There are several DMX output modules that connect to a computer via USB.

Example of a USB DMX interface

However, you can imagine that when outputting multiple universes of DMX, at some point it will get messy to use a multitude of these smaller boxes.

The better option is to transmit all DMX values of all values over a single ethernet cable, and use special boxes to take the ethernet cable as input and send the values out through a number of XLR outputs. This type of box is called a DMX node.

Example of DMX node

The protocol used to send DMX values over ethernet is called Art-Net.


Art-Net logo

The purpose of Art-Net is nothing more than to send DMX values over ethernet, using UDP packets. Every packet contains the 512 values and a universe index. Since ethernet connections can carry an almost unlimited amount of these packets per second, this allows transmitting many universes over a single cable.


The maximum number of universes that can be sent over an Art-Net connection is 256. When using more than 16 universes (only likely in large shows) it becomes relevant to know that the 256 universes are split into 16 subnets, each of which represents 16 universes.

Most fixtures don't have direct Art-Net input, so node boxes take the packets for one of the universes from the ethernet connector and output them to an XLR connector, also called a DMX port. There are various brands and models for DMX nodes, but they usually don't have more than 8 XLR output connectors, meaning you will have to specify on the node which universes to take from the Art-Net input and output as DMX. How to do that varies per model and can always be found in their manuals.

DMX nodes come in a big range of pricing and features. An example of a cheap single-output node we have used with good results is the Enttec ODE.

Enttec ODE

An example of a higher-range node we have used for larger events is from ELC:

ELC node

Expensive DMX nodes are often provided for rental by the same rental companies that rent out fixtures.
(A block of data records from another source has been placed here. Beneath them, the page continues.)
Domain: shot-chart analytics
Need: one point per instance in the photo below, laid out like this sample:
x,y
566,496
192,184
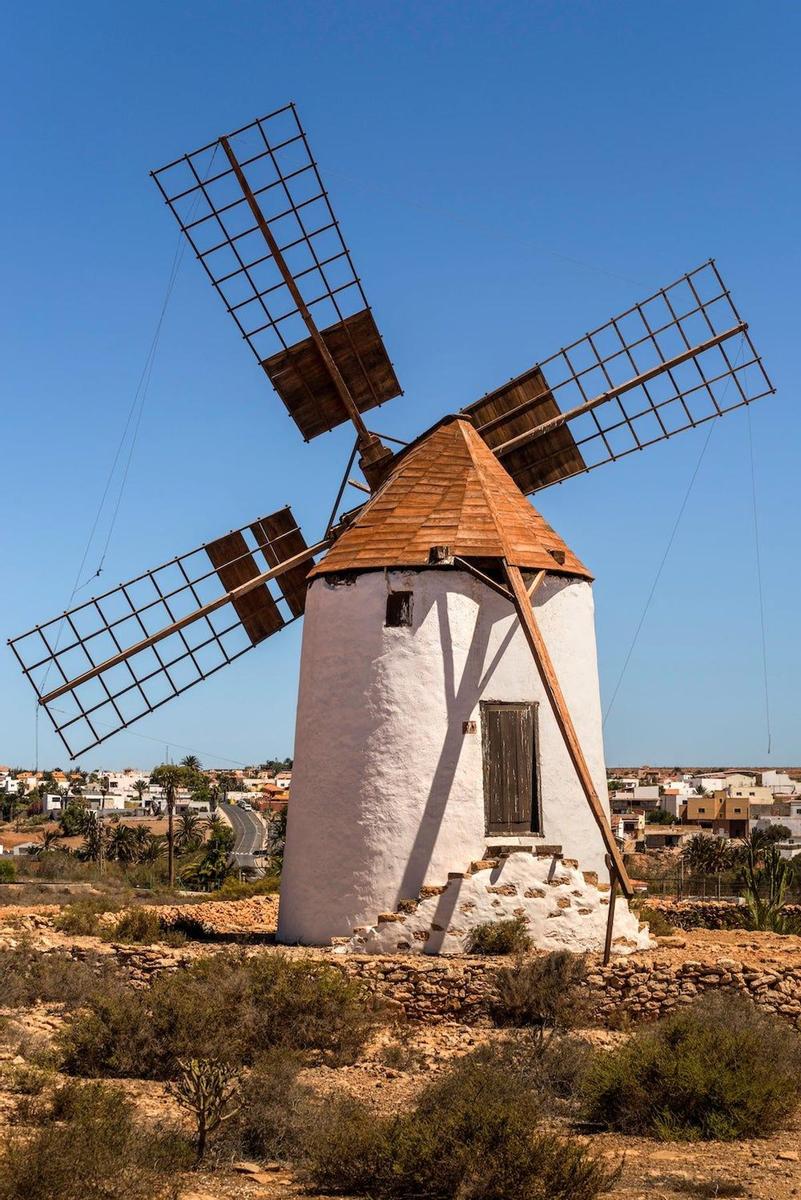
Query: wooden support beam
x,y
610,913
564,720
534,587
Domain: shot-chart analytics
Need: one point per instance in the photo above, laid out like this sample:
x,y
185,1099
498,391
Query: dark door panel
x,y
510,759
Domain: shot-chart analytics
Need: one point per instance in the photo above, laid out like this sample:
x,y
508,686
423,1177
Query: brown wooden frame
x,y
535,826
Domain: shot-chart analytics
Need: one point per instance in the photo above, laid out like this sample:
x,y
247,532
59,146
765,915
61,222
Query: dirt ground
x,y
760,1169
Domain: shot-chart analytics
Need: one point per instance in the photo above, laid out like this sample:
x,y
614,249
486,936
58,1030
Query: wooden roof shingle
x,y
449,490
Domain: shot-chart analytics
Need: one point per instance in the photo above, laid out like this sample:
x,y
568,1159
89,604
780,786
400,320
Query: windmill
x,y
449,762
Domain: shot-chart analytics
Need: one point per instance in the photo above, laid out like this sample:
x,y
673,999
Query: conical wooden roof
x,y
449,490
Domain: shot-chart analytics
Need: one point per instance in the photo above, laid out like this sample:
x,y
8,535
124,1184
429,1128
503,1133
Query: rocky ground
x,y
763,1169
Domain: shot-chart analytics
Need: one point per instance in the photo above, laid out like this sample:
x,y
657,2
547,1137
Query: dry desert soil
x,y
760,1169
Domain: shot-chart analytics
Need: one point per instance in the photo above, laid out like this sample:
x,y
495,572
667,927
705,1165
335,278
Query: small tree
x,y
170,778
209,1091
766,879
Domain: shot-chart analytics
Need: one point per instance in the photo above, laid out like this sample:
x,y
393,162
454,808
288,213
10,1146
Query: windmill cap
x,y
447,489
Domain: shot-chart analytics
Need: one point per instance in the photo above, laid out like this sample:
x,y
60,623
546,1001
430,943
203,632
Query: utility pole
x,y
169,796
100,823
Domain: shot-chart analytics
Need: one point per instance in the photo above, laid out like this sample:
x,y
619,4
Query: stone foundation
x,y
561,906
459,989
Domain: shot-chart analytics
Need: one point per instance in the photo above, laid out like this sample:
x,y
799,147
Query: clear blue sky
x,y
507,177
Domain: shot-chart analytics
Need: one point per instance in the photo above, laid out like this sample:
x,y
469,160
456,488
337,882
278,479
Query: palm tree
x,y
154,850
706,855
94,838
170,778
190,833
121,844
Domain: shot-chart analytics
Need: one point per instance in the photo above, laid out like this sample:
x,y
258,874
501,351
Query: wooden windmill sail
x,y
256,211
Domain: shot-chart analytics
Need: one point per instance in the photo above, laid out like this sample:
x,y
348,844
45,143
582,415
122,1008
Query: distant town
x,y
657,808
132,792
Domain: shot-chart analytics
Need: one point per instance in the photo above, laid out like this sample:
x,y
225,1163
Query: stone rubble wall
x,y
694,913
432,989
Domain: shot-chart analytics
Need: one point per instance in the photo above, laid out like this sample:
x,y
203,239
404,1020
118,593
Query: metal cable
x,y
667,550
759,575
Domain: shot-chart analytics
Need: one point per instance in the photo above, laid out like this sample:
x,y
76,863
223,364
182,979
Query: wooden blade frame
x,y
668,364
120,655
254,210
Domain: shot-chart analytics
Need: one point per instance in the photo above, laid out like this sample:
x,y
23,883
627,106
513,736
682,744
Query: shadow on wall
x,y
461,702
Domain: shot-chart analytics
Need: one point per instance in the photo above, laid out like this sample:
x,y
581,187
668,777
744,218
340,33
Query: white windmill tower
x,y
449,762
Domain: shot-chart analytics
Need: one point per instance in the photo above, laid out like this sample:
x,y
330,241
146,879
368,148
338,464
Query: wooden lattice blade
x,y
118,657
668,364
254,210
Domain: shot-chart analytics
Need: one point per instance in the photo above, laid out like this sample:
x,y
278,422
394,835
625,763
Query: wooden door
x,y
510,760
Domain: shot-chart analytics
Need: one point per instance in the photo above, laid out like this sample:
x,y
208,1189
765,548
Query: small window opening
x,y
398,609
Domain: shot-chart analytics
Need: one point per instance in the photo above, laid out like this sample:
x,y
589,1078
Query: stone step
x,y
485,864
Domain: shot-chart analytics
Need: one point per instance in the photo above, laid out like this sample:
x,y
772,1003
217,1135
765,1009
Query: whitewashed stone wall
x,y
387,790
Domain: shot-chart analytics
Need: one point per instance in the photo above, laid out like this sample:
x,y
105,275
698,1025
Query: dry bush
x,y
716,1069
471,1135
226,1007
112,1036
83,917
275,1110
138,925
544,994
509,936
91,1147
658,923
54,977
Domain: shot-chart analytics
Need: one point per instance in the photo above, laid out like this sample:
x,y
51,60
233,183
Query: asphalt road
x,y
250,831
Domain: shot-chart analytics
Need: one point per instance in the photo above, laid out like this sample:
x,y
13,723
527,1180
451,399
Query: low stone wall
x,y
634,990
693,913
640,988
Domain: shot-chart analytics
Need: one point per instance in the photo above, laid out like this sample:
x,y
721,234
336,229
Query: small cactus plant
x,y
209,1091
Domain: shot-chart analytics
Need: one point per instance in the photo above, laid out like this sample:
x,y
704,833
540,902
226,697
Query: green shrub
x,y
716,1069
91,1149
226,1007
543,993
473,1134
499,937
138,925
112,1036
658,923
83,917
275,1109
30,976
235,889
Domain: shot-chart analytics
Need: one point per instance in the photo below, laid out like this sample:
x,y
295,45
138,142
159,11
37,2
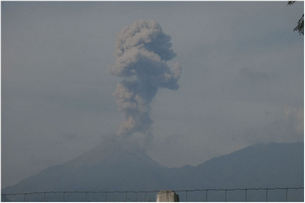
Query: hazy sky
x,y
241,82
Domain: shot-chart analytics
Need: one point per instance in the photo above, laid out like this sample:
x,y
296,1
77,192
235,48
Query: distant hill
x,y
114,166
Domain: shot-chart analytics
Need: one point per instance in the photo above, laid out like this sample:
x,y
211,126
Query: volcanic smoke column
x,y
142,55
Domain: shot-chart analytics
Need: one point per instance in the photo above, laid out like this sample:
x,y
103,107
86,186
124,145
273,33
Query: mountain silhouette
x,y
116,166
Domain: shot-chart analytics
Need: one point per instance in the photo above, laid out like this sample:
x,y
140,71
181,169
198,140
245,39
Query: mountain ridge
x,y
117,168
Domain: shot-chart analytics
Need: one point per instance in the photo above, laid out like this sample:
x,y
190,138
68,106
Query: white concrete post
x,y
167,196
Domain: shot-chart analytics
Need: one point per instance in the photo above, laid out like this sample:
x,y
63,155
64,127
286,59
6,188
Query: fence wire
x,y
194,195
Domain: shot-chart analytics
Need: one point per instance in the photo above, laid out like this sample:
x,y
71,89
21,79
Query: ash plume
x,y
142,54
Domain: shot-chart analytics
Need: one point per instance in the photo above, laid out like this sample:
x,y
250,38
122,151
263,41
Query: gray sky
x,y
241,83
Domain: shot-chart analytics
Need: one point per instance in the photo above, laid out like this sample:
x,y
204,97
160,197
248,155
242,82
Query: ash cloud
x,y
142,54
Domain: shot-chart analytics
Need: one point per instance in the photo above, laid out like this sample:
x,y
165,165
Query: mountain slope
x,y
118,167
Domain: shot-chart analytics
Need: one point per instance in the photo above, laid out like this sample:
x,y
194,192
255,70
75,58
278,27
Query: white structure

Finally it is good to know that ethernet cables can be connected just like any network. If you want to have multiple nodes, for example for different locations on stage, you can use a network switch to copy the network signals to multiple locations.

Network switch

For more information about networking, see Network terminology.

Numbering convention

An on-going debate in the lighting world is the question what number to give the first value in a series. What address do I give the first fixture in my patch list: 1 or 0? The same question holds for universes.

When seeing this value as an address, 1 makes most sense. But when seeing it as an offset, 0 makes more sense.

On fixtures the address approach is most common, designating the first channel to be 1. But in universe numbering, especially in Art-Net interfaces, 0 is often used to indicate the first universe. It is usually easy to find out what the convention is in a given situation, as long as you are aware that different interfaces can use different conventions.

Beam uses the convention that 1 is always the first entry, both in fixture addresses and in universe numbers.